A la citoyenne Morand Jouffrey dans le domaine de Machy commune de chasselai par la petite poste, à Lyon.
Paris, le 14 fructidor l'an 4.

14 ii 035 3 037

Papier à lettre à en-tête, Égalité Liberté, Commission des travaux publics. Sur l'enveloppe, ie sur le dos de la feuille, un tampon « Mtre de l'intérieur. ».

Hier m'est parvenue, ma bien bonne amie , ta lettre du 8 de ce mois, elle m'a fait plus de plaisir que les autres parce qu'elle était plus longue, je craignais bien cependant d'être privé du plaisir de te répondre, depuis hier matin je travaille continuellement à mettre au net quelque chose que j'ai déjà refait plusieurs fois à cause des changements qui sont devenus nécessaires. Je viens d'en porter quelques feuilles à un copiste pour les transcrire et vais rentrer chez moi pour continuer mon travail ; cependant comme je suis à une lieue de la poste, j'ai prié M. Fontaine de me permettre d'écrire un mot chez lui et c'est d'où me vient cette feuille de papier à belle image.

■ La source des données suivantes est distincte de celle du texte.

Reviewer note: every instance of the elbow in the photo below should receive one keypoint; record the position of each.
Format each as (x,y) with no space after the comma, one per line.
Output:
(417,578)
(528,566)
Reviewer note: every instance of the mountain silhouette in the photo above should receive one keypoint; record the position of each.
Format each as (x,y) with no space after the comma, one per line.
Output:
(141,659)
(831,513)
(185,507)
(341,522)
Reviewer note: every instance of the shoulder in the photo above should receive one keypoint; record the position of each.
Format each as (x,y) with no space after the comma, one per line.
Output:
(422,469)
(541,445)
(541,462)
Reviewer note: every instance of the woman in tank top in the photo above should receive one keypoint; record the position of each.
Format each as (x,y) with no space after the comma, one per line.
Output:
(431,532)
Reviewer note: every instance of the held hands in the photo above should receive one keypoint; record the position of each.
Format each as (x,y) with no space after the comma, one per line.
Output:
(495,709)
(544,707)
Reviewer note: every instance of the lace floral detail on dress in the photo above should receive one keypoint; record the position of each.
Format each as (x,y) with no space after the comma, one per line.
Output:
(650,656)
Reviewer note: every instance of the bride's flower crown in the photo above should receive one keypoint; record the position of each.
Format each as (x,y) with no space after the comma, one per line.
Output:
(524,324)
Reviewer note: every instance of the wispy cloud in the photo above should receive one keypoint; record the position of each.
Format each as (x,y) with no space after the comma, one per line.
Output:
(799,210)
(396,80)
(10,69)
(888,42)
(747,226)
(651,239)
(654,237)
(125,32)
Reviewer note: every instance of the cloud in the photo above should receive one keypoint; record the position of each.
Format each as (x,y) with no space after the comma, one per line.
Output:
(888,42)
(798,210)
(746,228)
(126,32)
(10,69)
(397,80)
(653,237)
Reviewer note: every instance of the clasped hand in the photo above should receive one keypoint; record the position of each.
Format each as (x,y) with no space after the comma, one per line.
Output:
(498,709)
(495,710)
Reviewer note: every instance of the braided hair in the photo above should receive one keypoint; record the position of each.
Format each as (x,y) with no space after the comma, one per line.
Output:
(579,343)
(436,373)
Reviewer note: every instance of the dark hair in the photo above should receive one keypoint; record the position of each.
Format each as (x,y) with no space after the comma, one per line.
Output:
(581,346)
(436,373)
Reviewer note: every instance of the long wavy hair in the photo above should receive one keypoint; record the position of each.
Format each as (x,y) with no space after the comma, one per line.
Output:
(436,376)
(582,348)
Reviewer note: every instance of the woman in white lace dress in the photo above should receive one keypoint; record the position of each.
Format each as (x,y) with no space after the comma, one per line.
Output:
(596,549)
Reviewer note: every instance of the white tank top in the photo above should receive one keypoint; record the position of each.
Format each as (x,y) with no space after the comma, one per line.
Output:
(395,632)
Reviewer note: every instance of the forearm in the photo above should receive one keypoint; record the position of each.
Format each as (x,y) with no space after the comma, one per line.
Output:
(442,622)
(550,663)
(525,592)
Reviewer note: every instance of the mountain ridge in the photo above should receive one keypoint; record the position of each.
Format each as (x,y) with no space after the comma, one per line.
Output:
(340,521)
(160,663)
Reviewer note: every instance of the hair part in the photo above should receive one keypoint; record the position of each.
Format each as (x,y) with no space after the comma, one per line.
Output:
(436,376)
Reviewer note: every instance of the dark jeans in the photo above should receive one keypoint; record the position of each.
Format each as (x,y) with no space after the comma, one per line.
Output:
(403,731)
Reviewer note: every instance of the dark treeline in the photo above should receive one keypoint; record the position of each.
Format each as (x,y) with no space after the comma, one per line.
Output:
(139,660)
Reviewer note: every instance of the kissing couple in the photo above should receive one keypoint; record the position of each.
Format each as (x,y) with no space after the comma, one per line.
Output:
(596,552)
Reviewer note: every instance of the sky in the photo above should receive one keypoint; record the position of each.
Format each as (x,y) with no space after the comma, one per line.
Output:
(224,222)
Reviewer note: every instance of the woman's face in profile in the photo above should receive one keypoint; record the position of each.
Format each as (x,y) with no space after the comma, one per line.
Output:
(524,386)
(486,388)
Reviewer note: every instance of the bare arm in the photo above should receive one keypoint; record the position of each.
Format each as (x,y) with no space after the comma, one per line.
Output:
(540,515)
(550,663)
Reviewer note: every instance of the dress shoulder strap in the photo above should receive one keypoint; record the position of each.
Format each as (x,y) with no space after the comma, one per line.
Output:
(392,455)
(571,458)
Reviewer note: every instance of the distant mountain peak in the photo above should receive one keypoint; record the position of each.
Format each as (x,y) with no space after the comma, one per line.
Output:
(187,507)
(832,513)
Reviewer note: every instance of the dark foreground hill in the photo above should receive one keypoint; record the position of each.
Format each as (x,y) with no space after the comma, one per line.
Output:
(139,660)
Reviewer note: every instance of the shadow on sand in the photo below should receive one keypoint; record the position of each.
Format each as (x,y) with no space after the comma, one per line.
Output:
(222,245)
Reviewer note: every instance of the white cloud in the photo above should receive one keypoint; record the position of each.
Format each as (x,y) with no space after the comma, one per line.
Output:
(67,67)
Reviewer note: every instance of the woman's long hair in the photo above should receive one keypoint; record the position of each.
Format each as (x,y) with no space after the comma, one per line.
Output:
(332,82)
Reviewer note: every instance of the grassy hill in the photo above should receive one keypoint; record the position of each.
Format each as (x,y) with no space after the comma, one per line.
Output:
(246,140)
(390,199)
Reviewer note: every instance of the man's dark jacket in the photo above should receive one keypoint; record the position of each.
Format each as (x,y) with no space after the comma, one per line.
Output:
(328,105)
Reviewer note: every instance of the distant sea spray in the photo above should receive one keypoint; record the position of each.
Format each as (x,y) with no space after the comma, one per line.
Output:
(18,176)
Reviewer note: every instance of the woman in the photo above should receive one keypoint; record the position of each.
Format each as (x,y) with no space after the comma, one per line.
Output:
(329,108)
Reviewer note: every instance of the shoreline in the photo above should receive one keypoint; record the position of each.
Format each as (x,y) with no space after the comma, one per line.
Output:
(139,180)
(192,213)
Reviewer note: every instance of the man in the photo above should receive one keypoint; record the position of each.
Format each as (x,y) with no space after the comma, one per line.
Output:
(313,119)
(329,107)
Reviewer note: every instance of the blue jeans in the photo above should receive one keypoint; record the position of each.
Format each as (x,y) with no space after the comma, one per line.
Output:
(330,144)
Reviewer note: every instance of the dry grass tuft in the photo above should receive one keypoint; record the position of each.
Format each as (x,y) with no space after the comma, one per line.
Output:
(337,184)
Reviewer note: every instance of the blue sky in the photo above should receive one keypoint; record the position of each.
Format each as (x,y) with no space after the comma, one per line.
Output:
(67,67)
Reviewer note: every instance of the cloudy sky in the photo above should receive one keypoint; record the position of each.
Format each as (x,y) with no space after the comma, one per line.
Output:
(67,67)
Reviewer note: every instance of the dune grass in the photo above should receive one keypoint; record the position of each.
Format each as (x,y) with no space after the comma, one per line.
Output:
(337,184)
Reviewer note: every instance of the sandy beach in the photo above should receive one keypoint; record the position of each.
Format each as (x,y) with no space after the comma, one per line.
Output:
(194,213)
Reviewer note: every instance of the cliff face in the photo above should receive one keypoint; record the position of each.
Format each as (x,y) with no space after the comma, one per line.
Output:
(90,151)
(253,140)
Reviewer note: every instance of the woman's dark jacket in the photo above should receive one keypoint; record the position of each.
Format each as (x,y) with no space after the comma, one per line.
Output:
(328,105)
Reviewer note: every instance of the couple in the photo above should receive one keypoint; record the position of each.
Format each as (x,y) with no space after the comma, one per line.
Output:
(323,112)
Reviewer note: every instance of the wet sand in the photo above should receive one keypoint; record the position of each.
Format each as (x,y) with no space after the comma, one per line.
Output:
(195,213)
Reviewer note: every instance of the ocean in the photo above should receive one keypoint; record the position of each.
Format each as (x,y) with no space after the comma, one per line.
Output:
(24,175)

La commission est composée de Rambaud , Richaud et Nugues  ; le second est dit-on celui qui était à Lyon avec Letellier, cependant je n'en ai pas encore la certitude parce que je n'ai pas pu le rejoindre, quant au représentant Nugues , il est de Vienne en Dauphiné, connaît bien ma famille et mon affaire, m'a témoigné le plus grand intérêt et il paraît que je dois de la reconnaissance à M. Pastoret pour la composition de la commission. Je n'ai rien à faire maintenant que d' et de voir tous ceux qui peuvent m'être de quelque utilité et de préparer le rapport et la décision de l'affaire.

Je t'avoue que la lettre de M. Avandy m'a donné un peu d'humeur, pourquoi se faire un monstre d'un accroissement de péage nécessité par l'impossibilité d'obtenir autre chose du gouvernement ; je ne trouve ici que des gens qui ne voyent pas à cela le moindre inconvénient ; il est singulier que ce soit maintenant à moi de me justifier auprès de mes associés de mes succès, si j'en obtiens, certainement je n'ai pas pu balancer à suivre la marche qui m'était tracée par notre pétition au département, par l'avis de cette administration et par les pouvoirs qu'on m'a donnés en m'envoyant à Paris. Je l'ai pu d'autant moins que je n'avais pu obtenir aucune autre espèce d'indemnité puisqu'on ne veut pas seulement entendre parler de l'exemption de l'impôt. Aussitôt que le plus pressé sera fait je vais adresser à M. Broglie à Grenoble et à M. Averdy à Lyon des observations sur cet objet parce qu'il est bien important que vis-à-vis du public nous ne paraissions pas divisés entre nous sur un objet de cette importance. Ils feront au reste ce qu'ils voudront ensuite, et abandonneront s'ils le veulent leurs droits. Mais pour moi, je n'ai pas de terreur panique et ne veux pas avoir fait un voyage inutile. Certainement le péage à un sou ne produira pas le double du péage ancien, mais je compte qu'il doit produire au moins quinze mille livres de plus chaque année ce qui multiplié par cinq avancerait bien nos réparations.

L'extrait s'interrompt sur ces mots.